# How do you find the instantaneous rate of change of f(x)=x^2-2/x+4 at x=-1?

Jul 6, 2015

At $x = - 1$, the instantaneous change rate of $f \left(x\right)$ is null.

#### Explanation:

When you calculate a function's derivative, you obtain an other function representing the variations of the first function's curve's slope.

A curve's slope is the instantaneous variation rate of the curve's function at a given point.

Therefore, if you are looking for the instantaneous variation rate of a function at a given point, you should calculate this function's derivative at said point.

$f \left(x\right) = {x}^{2} - \frac{2}{x} + 4 \rightarrow$ variation rate at $x = - 1$?

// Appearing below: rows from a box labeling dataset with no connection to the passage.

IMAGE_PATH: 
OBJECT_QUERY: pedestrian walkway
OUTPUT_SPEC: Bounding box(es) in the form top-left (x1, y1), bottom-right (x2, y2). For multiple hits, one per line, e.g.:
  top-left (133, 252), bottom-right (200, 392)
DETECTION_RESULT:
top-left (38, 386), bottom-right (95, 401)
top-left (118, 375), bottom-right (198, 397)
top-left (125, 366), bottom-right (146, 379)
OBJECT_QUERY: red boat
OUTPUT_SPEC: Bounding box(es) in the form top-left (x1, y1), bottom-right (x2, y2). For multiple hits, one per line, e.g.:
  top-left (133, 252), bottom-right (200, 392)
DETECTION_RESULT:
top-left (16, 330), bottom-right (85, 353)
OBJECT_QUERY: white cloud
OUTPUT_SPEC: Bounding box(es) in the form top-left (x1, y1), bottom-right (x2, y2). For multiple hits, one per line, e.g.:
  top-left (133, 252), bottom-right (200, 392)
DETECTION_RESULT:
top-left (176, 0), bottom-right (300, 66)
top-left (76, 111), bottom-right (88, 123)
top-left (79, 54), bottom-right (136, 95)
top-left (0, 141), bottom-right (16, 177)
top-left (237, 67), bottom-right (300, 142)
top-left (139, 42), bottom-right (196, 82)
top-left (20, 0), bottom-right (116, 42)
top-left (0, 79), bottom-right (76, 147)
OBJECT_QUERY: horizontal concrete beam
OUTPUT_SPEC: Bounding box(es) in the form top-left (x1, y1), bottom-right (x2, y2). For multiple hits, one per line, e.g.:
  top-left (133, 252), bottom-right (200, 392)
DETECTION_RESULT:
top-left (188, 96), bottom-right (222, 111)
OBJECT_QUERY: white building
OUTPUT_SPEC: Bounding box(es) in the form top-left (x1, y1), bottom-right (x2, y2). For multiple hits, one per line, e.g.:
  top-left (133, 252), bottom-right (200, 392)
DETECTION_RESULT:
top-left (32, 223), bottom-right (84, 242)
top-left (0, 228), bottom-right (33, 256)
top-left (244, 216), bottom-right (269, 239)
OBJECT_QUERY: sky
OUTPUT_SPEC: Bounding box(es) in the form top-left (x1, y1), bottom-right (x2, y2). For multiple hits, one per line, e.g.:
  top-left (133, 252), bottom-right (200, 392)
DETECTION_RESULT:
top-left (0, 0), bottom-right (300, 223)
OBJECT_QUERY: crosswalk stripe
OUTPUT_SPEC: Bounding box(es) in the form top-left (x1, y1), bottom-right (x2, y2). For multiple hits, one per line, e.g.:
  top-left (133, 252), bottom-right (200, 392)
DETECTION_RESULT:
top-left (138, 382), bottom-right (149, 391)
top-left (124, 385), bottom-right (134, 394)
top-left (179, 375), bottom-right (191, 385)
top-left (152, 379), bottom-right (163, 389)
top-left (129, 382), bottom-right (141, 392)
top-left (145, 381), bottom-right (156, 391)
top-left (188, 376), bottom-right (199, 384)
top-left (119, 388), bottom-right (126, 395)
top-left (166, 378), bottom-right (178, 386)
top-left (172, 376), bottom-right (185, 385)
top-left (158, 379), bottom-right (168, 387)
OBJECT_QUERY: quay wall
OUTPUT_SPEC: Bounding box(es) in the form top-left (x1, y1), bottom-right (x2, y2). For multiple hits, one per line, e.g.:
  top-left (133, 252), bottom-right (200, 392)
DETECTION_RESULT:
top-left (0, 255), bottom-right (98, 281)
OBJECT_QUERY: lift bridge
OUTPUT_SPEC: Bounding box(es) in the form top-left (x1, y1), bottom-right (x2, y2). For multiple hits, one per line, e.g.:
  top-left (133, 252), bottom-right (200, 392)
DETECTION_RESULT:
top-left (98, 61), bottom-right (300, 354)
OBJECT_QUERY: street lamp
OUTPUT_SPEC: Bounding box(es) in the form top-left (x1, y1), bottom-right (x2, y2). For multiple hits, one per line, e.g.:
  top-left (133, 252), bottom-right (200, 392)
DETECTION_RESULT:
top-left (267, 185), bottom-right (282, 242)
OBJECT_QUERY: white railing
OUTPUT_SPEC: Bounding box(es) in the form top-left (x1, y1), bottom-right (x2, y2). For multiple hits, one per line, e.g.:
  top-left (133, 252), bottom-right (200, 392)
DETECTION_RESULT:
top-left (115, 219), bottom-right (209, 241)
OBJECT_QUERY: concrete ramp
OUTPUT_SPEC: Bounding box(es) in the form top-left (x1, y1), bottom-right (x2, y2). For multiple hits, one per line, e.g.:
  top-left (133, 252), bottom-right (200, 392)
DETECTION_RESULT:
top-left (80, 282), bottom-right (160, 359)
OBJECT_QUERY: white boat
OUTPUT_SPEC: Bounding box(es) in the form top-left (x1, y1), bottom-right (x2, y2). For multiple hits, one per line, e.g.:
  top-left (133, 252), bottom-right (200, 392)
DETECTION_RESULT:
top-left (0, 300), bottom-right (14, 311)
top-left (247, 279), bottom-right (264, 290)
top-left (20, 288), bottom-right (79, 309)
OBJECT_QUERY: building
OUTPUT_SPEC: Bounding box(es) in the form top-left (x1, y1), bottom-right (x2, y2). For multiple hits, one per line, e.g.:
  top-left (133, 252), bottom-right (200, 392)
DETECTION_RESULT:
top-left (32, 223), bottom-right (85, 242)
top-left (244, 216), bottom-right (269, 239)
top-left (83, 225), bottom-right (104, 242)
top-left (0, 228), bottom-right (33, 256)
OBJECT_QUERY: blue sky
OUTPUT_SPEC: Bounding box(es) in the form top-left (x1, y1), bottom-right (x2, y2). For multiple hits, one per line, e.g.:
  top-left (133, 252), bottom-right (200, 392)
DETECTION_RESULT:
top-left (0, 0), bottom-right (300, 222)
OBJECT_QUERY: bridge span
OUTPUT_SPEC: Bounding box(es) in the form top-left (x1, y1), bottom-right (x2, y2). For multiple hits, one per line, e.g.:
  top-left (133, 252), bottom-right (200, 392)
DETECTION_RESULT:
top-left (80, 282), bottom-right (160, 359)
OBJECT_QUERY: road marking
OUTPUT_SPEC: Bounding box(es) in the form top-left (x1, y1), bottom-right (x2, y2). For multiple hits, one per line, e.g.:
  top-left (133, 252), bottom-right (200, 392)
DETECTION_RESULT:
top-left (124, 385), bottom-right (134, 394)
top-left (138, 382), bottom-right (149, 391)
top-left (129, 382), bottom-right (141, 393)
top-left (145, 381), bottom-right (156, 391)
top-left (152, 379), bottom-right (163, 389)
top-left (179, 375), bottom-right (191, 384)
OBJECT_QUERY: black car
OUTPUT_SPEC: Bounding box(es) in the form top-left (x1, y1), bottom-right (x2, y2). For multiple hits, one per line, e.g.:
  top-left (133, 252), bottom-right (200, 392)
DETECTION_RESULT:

Calculating the derivative:

$f ' \left(x\right) = \frac{d \left({x}^{2}\right)}{\mathrm{dx}} - \frac{d \left(\frac{2}{x}\right)}{\mathrm{dx}} + \frac{d 4}{\mathrm{dx}}$

$= 2 x - \left(- \frac{2}{x} ^ 2\right) + 0 = 2 x + \frac{2}{x} ^ 2$

Now, you just need to replace $x$ in $f ' \left(x\right)$ with its given value, $x = - 1$

$f ' \left(- 1\right) = 2 \left(- 1\right) + \frac{2}{- 1} ^ 2 = - 2 + 2 = 0$

The derivative is null, therefore the instantaneous change rate is null and the function doesn't increase or decrease at this specific point.